C’est de ce courant animé par la pensée solidaire qu’a émergé une idée différente de la justice climatique via le droit pénal et le concept d’«  écocide  »  ; un concept expliqué et illustré par deux films récents, impulsés par la jeune génération. Dans Impunity. Voyage au cœur de la justice environnementale (2022) (*), la réalisatrice de 23 ans, Alizée Dubois, filme la mer de Glace en France qui continue sa course folle vers la disparition, le lac Di Vico en Italie condamné par la monoculture de noisettes et le lac Vättern en Suède, alors qu’il ne sera bientôt plus qu’une masse d’eau morte et toxique… Sac sur le dos, elle sillonne ces trois pays d’Europe avec une même question en tête : comment les États, les multinationales, les forces militaires et les lobbys miniers parviennent-ils encore aujourd’hui, et en toute impunité, à contourner les lois qui protègent notre environnement  ? Mais elle rencontre aussi celles et ceux qui sont forces de propositions et qui militent sans relâche pour la reconnaissance de l’écocide dont sont victimes leurs territoires.
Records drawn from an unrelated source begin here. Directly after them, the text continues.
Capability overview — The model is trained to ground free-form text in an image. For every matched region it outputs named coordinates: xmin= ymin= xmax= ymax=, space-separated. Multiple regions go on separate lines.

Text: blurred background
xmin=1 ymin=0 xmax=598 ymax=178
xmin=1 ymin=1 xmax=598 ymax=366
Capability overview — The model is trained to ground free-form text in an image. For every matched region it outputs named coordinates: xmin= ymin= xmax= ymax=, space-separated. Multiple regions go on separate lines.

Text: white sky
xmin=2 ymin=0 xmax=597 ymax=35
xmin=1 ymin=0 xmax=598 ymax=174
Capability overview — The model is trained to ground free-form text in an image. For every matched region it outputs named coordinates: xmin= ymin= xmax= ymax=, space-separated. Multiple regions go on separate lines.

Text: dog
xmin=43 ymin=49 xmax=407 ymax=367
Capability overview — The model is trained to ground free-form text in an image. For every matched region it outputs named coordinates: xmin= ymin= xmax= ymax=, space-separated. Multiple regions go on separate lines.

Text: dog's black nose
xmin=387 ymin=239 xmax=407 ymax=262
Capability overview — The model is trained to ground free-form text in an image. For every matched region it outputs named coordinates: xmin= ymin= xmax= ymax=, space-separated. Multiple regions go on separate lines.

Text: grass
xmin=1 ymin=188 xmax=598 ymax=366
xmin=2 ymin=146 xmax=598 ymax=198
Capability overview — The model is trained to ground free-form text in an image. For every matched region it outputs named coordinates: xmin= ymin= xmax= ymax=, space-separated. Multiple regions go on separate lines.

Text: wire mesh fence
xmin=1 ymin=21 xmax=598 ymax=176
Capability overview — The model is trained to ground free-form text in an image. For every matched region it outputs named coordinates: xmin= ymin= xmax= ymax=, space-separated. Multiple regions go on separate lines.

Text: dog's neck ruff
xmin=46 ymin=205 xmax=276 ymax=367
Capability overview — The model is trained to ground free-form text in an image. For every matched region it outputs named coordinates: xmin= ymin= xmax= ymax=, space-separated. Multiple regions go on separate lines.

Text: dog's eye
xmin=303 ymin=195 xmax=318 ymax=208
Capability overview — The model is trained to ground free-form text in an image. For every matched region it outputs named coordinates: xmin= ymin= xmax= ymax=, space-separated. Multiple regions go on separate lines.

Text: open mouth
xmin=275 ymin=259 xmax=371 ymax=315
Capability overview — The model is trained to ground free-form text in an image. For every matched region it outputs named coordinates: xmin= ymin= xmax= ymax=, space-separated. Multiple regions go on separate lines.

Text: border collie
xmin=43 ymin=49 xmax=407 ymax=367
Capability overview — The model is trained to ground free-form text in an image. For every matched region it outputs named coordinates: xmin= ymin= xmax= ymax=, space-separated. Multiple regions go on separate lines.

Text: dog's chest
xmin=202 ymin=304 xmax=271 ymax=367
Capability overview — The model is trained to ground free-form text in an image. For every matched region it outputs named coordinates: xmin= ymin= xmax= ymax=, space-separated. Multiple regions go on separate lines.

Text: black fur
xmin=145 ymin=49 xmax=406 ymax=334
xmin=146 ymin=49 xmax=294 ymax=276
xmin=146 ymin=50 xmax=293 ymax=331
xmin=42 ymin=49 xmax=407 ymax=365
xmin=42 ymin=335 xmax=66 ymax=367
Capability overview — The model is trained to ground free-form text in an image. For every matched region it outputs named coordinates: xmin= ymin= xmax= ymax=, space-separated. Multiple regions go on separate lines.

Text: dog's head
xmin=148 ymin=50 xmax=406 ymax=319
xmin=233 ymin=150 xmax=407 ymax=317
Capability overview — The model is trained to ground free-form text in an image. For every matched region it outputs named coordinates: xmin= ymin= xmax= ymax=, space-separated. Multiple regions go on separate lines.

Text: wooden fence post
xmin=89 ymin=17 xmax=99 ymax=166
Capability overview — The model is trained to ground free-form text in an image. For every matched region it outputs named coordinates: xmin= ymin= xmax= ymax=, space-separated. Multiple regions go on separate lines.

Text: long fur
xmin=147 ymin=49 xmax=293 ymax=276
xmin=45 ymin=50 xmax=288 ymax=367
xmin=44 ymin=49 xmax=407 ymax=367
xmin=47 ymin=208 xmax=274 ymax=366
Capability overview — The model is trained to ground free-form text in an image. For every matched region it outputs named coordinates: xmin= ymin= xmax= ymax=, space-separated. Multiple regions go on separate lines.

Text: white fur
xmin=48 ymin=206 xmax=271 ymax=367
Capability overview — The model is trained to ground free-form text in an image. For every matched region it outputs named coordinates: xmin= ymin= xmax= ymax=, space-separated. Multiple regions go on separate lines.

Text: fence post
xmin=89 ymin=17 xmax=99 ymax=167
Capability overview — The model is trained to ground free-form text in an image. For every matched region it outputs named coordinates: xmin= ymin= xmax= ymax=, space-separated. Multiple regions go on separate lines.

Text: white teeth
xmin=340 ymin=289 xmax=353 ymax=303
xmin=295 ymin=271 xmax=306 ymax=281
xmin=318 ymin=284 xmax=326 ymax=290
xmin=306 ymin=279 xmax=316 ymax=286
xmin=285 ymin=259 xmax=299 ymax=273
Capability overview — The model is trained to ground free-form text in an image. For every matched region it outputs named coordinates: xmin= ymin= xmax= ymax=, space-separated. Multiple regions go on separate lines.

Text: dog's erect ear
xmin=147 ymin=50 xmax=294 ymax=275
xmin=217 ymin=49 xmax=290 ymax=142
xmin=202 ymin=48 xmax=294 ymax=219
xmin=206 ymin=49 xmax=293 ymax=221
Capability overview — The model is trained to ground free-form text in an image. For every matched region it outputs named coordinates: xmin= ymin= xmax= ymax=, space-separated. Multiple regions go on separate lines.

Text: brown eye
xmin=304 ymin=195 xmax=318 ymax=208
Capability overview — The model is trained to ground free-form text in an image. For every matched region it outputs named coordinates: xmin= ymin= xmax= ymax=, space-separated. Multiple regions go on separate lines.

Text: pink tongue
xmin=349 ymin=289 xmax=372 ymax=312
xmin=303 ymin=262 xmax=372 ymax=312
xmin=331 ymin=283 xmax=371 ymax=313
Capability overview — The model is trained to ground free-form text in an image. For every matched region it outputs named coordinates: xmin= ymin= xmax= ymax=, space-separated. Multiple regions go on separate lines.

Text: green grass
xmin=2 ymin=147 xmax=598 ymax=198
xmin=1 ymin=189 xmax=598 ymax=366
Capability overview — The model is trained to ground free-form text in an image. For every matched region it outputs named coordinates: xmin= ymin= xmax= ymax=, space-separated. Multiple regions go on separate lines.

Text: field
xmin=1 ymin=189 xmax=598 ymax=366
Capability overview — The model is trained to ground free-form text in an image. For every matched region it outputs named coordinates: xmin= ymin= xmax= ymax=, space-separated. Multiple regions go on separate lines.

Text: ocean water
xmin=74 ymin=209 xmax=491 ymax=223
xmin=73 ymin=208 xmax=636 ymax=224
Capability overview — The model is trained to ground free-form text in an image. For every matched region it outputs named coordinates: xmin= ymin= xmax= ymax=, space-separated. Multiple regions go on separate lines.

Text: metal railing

C’est à ce même exercice d’ouverture des consciences par le biais du développement de concepts juridiques novateurs que se sont prêtés les jeunes étudiants à l’initiative du film Écocide : changer ou disparaître (2022) (*). Ils créent ainsi des synergies entre le domaine de la fiction – le procès pour écocide qu’ils interprètent et qui sert de fil conducteur au film – et celui du documentaire grâce à une pléiade d’intervenants qui, appelés à la barre de cette cour de justice internationale imaginaire, apportent leurs connaissances et leur sagesse. Parmi ces témoins de choix nommons Jane Goodall, Mathieu Ricard, Vandana Shiva, Satish Kumar, mais aussi plusieurs personnalités juridiques non humaines dont la parole et les dommages subis peuvent enfin être écoutés… Assumant dans la forme son côté jeu de rôles pour amateurs et volontairement accessible en ligne gratuitement, ce docu-fiction personnifie le bras de fer entre des forces qui s’obstinent à perpétuer un mode de vie devenu obsolète et destructeur, et celles qui défendent l’urgence d’une humanité plus sobre et consciente des limites de notre Planète. Gageons qu’il pourra servir de support et d’inspiration à bon nombre d’expérimentations futures.